Билли достала из сумочки карандаш и помешала чай.
— Ты впрявду любишь Англия, малиш? — спросила она.
— Не знаю, — задумчиво ответил Стоун. — Я не очень умею любить. Но уважаю, это уж точно. Глубоко уважаю. Страну и народ.
— Даже после драки с кябятчиком?
— Было противно. Очень противно. Но здесь такие люди — гнилые яблоки. На моей родине их была целая бочка.
— Наверьное, — пожала плечами Билли. — Но скажу тебе, я навидаля этих яблёк. В метро на «Лэдброк-Гроув» банды хюлиганья с бритвами. Когда приехали, не могли снять жилье, потому что черние. С собаками зяпрещено. Черним зяпрещено. Ирляндцам зяпрещено.
— Я понимаю, Билл. Я же не говорю, что здесь рай и все такое. Однако это самая толерантная страна из всех, какие я знаю… Забавно, что сами они этого не понимают. Меня смешат разглагольствования красных — мол, Британия ничем не лучше фашистского государства. Пусть англичане себя мнят элитой, отвечаю я, пусть они снобы, недалекие и свихнувшиеся на сословиях, но в середине девятнадцатого века они избрали премьер-министром еврея.[65] А мы в середине двадцатого всех своих евреев убили.
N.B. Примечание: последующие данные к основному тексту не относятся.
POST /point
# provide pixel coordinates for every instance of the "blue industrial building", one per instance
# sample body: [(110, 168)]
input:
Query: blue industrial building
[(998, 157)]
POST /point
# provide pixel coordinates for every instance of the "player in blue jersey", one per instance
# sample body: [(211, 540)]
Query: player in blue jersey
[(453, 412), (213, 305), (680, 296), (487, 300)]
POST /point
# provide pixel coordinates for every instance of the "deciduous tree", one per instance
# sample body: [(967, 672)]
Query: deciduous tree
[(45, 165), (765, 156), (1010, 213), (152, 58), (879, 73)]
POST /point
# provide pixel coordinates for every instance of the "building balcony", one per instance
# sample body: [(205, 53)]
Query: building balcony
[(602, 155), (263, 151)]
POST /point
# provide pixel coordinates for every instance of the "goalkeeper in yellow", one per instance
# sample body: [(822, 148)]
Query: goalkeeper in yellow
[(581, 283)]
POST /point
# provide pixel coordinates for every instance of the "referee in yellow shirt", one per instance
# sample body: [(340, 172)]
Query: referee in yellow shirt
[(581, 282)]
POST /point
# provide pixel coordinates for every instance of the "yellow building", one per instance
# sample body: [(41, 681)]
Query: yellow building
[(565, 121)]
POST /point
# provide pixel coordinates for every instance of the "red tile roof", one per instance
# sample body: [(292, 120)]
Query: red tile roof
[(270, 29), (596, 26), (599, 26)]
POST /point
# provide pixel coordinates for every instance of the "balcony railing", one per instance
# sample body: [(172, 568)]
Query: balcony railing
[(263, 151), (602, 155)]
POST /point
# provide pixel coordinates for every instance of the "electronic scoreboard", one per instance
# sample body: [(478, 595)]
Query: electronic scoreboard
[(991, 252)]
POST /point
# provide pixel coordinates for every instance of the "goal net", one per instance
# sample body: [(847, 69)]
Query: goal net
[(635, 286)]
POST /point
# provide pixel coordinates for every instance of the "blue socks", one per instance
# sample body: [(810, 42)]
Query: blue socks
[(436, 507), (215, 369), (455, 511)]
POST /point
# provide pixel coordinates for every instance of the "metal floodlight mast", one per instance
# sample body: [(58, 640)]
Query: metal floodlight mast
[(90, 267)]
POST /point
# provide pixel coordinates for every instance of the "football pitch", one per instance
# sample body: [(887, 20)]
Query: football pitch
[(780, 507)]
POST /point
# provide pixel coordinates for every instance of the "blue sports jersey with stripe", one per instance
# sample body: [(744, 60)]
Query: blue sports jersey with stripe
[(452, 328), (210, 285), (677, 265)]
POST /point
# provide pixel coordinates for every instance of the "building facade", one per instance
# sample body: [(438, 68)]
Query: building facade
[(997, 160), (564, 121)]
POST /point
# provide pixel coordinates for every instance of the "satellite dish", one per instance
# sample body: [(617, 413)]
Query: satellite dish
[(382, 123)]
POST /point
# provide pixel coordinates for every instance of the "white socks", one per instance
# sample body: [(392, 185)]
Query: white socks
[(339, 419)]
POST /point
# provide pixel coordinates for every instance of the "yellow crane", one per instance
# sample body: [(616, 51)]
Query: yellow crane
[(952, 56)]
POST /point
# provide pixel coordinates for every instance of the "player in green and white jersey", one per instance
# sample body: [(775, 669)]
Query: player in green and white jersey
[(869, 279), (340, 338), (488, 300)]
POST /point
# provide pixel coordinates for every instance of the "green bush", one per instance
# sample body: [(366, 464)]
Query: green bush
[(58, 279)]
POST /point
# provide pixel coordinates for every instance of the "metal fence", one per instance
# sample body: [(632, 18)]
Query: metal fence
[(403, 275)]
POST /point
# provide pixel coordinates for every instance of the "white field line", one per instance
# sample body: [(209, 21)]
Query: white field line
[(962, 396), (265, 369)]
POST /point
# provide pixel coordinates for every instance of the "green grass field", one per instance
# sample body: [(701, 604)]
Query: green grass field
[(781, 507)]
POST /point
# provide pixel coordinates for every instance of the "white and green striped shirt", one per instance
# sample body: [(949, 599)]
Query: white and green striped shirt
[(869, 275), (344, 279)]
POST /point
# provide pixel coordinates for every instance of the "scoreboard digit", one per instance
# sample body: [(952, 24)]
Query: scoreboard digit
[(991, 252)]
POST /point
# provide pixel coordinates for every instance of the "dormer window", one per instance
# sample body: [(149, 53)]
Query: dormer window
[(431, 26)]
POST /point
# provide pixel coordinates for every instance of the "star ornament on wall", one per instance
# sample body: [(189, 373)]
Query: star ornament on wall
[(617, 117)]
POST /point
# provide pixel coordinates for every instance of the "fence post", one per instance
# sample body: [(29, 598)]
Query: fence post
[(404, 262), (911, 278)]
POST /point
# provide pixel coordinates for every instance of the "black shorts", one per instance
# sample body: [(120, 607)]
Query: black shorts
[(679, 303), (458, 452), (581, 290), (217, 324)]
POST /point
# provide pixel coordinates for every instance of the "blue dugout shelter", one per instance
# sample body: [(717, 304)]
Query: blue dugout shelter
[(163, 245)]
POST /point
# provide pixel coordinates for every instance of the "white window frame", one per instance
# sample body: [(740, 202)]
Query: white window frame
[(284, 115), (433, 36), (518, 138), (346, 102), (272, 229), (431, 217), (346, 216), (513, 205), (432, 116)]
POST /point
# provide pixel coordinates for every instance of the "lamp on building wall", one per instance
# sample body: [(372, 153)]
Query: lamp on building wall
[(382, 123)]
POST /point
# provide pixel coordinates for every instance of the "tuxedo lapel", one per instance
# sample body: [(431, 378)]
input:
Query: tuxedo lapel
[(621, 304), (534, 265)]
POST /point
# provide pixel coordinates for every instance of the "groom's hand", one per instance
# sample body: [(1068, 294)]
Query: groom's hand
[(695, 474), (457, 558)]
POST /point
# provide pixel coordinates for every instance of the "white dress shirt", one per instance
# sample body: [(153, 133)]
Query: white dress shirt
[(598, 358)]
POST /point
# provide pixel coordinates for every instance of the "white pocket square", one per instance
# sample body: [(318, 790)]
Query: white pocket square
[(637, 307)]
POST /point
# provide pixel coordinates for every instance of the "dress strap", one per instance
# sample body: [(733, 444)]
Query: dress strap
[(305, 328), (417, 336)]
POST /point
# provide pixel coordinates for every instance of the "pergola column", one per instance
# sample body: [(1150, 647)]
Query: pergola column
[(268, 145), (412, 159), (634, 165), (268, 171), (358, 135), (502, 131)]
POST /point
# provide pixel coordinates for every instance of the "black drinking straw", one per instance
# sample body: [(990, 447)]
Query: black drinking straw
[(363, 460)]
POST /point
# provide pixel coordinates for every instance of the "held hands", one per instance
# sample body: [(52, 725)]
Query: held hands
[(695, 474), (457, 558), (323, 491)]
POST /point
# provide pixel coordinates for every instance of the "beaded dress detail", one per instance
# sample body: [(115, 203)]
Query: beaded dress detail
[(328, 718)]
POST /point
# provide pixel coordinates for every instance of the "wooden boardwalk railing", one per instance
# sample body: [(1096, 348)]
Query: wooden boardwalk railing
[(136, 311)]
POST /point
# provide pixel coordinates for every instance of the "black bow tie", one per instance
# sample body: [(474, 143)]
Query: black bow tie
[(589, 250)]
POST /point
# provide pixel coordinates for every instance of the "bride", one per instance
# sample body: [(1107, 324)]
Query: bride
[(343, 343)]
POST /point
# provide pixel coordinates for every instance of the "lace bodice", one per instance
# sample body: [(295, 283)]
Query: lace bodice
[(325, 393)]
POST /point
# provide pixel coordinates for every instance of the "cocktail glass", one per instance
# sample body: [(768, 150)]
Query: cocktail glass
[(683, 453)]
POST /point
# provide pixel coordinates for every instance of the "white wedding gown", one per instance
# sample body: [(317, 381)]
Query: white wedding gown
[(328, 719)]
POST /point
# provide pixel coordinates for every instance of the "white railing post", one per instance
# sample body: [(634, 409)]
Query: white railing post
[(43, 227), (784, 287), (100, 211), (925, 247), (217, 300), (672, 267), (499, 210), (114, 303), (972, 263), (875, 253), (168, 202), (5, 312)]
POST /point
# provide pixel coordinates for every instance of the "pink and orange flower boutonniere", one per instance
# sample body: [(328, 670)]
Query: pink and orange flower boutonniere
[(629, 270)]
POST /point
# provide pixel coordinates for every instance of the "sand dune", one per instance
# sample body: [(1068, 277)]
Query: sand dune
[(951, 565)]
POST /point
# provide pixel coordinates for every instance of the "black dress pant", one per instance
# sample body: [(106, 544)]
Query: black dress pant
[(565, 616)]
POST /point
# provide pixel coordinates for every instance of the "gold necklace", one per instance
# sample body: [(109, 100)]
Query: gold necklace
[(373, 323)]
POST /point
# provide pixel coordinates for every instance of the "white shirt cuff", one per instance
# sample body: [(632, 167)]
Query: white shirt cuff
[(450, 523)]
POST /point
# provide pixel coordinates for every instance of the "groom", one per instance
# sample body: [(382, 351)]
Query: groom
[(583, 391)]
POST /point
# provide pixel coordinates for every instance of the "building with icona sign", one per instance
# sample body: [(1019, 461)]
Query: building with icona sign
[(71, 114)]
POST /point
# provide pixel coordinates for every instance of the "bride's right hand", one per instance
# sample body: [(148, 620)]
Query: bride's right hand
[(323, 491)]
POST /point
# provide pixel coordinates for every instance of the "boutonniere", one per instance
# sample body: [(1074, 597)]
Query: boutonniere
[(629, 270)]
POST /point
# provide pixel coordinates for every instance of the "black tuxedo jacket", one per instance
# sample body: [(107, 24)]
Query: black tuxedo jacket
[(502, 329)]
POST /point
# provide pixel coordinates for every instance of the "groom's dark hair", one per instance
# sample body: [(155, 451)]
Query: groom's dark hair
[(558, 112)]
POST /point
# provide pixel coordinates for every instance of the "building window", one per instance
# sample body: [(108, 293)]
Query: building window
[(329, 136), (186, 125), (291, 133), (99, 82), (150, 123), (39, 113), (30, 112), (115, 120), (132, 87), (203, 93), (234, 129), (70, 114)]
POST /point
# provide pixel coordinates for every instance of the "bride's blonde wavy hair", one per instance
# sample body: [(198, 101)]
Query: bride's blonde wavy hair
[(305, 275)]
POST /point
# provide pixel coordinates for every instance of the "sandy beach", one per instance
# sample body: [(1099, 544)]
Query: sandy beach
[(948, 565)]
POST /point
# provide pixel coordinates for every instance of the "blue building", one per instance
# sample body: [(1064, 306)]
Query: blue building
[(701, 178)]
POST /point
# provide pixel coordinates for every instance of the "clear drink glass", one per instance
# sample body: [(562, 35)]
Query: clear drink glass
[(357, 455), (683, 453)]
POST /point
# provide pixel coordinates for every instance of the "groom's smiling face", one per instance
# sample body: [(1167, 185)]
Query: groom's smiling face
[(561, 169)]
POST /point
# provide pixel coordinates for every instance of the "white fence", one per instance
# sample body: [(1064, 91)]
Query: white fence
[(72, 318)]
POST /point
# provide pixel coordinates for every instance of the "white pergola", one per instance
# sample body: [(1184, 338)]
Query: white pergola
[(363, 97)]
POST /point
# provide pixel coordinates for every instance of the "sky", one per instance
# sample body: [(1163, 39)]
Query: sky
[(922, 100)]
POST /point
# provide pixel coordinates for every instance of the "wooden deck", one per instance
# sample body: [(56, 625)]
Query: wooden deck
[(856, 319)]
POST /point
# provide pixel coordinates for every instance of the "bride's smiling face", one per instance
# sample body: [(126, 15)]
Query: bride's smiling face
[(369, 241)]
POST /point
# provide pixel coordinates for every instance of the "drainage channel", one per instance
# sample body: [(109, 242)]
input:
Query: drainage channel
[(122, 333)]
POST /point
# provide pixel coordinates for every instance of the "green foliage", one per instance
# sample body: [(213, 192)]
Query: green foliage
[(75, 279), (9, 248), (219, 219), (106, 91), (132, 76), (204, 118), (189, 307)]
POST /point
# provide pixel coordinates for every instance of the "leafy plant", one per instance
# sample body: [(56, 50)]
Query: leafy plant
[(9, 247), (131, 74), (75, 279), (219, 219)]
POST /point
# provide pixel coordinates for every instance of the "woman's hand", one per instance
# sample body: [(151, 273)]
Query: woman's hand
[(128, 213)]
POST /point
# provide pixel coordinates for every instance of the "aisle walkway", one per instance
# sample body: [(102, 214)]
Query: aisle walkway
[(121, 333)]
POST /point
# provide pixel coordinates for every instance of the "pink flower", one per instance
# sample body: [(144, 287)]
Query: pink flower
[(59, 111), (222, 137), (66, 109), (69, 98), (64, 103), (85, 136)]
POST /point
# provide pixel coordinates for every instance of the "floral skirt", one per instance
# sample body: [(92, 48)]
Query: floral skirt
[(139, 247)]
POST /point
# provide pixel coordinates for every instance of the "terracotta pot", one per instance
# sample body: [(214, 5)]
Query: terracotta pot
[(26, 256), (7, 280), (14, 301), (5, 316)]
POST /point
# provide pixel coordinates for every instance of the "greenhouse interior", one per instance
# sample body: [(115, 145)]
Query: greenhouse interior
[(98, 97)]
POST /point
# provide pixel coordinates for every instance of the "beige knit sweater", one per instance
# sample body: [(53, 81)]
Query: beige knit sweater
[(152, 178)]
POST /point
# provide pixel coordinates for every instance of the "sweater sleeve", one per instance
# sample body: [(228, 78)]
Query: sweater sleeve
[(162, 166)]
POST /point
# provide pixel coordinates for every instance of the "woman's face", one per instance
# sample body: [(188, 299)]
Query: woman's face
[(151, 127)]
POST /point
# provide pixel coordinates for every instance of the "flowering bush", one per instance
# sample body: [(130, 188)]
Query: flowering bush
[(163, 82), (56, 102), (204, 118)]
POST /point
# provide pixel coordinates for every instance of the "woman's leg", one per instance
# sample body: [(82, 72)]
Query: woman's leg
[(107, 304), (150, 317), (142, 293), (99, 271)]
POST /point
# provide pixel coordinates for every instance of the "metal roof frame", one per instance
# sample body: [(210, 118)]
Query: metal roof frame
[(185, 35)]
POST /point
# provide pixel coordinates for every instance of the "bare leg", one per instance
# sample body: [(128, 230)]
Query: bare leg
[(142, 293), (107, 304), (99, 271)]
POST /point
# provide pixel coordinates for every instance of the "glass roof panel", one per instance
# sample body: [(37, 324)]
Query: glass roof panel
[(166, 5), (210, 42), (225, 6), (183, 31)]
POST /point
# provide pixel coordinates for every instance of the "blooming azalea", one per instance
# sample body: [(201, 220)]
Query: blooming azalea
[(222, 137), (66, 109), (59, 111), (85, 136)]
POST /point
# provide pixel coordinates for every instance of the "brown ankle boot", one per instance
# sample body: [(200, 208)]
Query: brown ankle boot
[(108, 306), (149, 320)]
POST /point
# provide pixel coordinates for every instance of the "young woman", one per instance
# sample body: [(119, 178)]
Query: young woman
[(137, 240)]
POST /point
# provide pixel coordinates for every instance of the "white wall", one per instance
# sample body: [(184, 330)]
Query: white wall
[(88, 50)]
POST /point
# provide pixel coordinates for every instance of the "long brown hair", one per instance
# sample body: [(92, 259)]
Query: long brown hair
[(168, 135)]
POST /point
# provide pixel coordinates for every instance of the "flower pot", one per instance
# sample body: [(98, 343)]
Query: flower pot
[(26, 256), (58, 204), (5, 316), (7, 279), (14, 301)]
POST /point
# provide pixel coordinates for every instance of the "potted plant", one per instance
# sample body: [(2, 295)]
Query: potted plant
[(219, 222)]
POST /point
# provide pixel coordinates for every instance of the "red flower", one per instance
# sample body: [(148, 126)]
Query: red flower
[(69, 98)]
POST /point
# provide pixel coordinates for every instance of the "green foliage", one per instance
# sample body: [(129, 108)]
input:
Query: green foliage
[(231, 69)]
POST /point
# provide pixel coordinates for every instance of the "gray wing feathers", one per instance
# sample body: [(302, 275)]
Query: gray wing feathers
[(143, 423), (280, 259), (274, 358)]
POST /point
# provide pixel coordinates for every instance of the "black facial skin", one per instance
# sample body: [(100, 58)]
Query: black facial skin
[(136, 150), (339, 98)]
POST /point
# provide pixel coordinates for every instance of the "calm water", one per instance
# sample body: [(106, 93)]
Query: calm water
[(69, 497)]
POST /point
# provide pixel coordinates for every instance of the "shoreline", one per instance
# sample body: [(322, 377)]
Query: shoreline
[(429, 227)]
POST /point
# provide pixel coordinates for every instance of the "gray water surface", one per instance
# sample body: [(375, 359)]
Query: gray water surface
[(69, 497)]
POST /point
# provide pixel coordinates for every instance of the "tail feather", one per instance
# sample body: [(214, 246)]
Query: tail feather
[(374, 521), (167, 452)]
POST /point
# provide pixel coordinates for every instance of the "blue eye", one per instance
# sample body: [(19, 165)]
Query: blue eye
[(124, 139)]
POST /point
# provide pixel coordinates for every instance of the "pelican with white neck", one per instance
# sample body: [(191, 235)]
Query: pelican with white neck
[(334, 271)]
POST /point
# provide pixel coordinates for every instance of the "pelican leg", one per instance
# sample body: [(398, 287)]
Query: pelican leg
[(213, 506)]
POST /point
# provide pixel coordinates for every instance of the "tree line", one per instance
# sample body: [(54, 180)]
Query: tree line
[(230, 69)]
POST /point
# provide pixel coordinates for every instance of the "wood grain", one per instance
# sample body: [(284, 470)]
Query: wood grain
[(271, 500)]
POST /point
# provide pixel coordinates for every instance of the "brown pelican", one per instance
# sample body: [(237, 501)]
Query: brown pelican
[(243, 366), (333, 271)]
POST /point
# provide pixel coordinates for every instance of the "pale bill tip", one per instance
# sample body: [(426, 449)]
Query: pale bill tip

— Мы? — удивилась Билли. — Ты никогда не називаль себя немец.
— Но я немец, Билл, — ответил Стоун. — И самое смешное, что всегда им буду. По крайней мере, часть меня. Я родом из Германии моих родителей и деда с бабушкой. Германии, которую они любили. И я любил. Но ее украли. И произошло это не здесь. Фашисты не прошли в Британию. Мы их не пустили.
— Мы? — рассмеялась Билли. — Ты еще и англичанин?
— Да, все вместе. Но скорее ни то ни другое. Когда ехали по Уайтхоллу, миновали Даунинг-стрит. Можно было остановить такси и подойти к резиденции премьер-министра. Там всего один полицейский у входа. Понимаешь? Один. И так было всегда, даже когда Британия владела четвертью мира. Разве не удивительно?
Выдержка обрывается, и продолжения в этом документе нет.